The Forgotten Ones (Katrina)

by Mumia Abu-Jamal

Amidst the blizzard of congressional, bureaucratic, and administrative reports on Hurricane Katrina, the only thing left out is what was left out from the very first day — and every single day thereafter — the People.

It has been six months after the nation’s worst natural (and political) disaster, and still, things are as unstable, as unsure, as chaotic for the tens of thousands of people, who were too poor to leave during the night of the catastrophe.

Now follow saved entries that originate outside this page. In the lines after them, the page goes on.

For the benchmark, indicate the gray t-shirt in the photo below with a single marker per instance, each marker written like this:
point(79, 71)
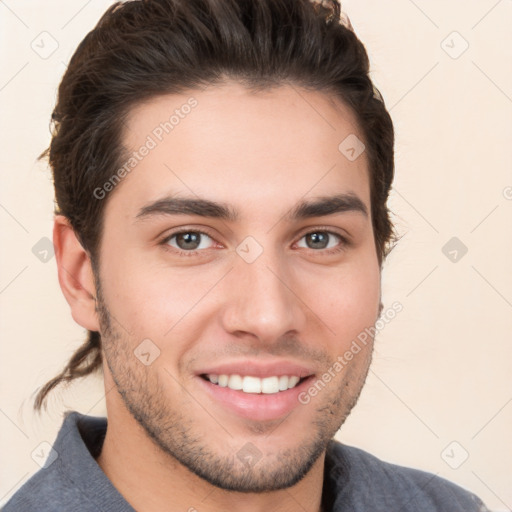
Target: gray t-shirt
point(354, 481)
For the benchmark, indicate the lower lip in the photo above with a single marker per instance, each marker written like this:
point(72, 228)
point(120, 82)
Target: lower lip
point(258, 407)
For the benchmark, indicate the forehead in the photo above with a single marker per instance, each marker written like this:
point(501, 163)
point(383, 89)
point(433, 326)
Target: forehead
point(226, 143)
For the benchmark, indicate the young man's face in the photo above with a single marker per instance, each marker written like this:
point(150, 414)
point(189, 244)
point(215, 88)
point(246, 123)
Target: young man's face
point(268, 294)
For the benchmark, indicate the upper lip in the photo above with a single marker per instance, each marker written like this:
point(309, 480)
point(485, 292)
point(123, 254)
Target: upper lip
point(259, 369)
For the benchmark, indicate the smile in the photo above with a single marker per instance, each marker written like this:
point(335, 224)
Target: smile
point(252, 384)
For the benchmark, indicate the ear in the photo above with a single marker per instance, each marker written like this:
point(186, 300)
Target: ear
point(76, 278)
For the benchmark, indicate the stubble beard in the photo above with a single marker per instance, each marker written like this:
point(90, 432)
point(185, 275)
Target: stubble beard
point(179, 437)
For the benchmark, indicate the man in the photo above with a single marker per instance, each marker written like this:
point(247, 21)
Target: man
point(221, 172)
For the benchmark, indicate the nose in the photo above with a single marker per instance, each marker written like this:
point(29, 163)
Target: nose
point(262, 299)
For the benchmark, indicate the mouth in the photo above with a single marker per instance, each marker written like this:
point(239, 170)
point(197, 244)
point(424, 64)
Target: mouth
point(269, 396)
point(255, 385)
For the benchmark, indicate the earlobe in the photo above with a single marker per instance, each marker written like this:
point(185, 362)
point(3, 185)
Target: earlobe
point(76, 277)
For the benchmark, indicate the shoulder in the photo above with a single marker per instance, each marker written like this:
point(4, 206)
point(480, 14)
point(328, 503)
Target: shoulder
point(70, 478)
point(374, 484)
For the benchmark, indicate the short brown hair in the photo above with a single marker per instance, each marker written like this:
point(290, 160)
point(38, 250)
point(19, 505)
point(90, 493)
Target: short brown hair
point(145, 48)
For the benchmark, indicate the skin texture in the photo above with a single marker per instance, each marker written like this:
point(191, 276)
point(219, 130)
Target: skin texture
point(169, 445)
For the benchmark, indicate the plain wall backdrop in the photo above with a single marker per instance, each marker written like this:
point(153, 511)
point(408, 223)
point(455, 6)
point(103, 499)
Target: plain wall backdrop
point(439, 394)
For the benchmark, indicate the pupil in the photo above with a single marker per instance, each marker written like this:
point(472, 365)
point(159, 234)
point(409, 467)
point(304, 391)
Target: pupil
point(319, 240)
point(191, 240)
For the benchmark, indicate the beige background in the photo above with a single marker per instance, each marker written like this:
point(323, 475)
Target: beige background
point(443, 367)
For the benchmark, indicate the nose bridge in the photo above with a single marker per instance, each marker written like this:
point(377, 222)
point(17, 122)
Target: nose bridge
point(260, 299)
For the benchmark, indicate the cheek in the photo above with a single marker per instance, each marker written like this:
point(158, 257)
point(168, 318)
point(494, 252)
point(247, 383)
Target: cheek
point(348, 301)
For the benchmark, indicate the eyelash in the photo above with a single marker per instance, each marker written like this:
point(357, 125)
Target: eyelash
point(344, 242)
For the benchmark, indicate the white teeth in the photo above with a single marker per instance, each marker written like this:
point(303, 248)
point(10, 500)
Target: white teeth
point(292, 382)
point(250, 384)
point(270, 385)
point(235, 382)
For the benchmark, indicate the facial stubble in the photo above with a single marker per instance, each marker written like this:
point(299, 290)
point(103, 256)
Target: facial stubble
point(167, 425)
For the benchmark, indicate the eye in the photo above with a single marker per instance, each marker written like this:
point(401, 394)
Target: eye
point(189, 241)
point(322, 240)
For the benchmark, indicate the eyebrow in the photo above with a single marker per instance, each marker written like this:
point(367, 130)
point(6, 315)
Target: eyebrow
point(322, 206)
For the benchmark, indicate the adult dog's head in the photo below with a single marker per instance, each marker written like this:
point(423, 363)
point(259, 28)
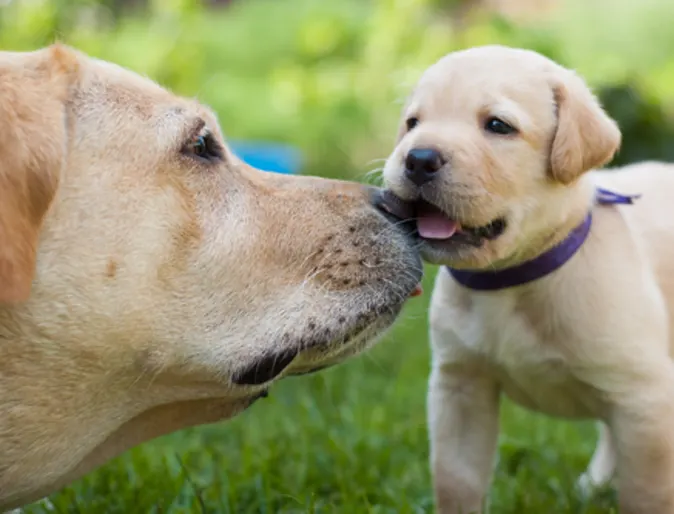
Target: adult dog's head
point(150, 280)
point(491, 146)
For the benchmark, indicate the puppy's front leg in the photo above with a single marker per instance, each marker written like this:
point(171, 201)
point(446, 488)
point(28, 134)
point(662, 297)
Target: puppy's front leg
point(643, 428)
point(463, 410)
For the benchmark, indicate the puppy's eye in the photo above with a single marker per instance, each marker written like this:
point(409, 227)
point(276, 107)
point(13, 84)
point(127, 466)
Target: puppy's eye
point(204, 146)
point(498, 126)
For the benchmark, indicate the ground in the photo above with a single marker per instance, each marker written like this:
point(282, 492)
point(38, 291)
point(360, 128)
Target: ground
point(348, 440)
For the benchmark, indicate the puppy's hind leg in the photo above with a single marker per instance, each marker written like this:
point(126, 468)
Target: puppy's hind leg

There it was, right there on CNN the afternoon of December 6. Ishmael Mohammed, an attorney for the People’s Hurricane Relief Fund, quoted a young woman named Denise, talking about her experience in the New Orleans Superdome: “The National Guard did not serve or protect. They were constantly threatening us and herding us by machine guns like cows. I saw a teenage boy beaten up by a National Guard officer in front of a crowd of thousands of people.” Denise confirmed accounts of “white and Asian tourists… rushed quietly out one side of the barricade that held thousands of exhausted, financially underprivileged black families with babies.” Tammy, a thirty-something African-American woman who was attempting to escape the city by car, said police stopped, arrested and jailed her and her two daughters for weeks. “Lie down on the ground, you black monkey bitch,” she claims one of them yelled. Patricia Thompson, a 53-year-old New Orleans evacuee, testified that soldiers aimed their machine gun target lasers at her granddaughter’s forehead, and that New Orleans cops routinely spat racist insults at storm victims. Others spoke of looting and gratuitous murder by police gone berserk.
— Ted Rall, on Yahoo! News Op-ed

While politicians fight over air time, and report after report is issued, the mostly Black residents of the city (especially those who dwelled in the lower 9th Ward) are spread across the country, fighting FEMA for housing funds, seeking jobs, trying to put their lives together.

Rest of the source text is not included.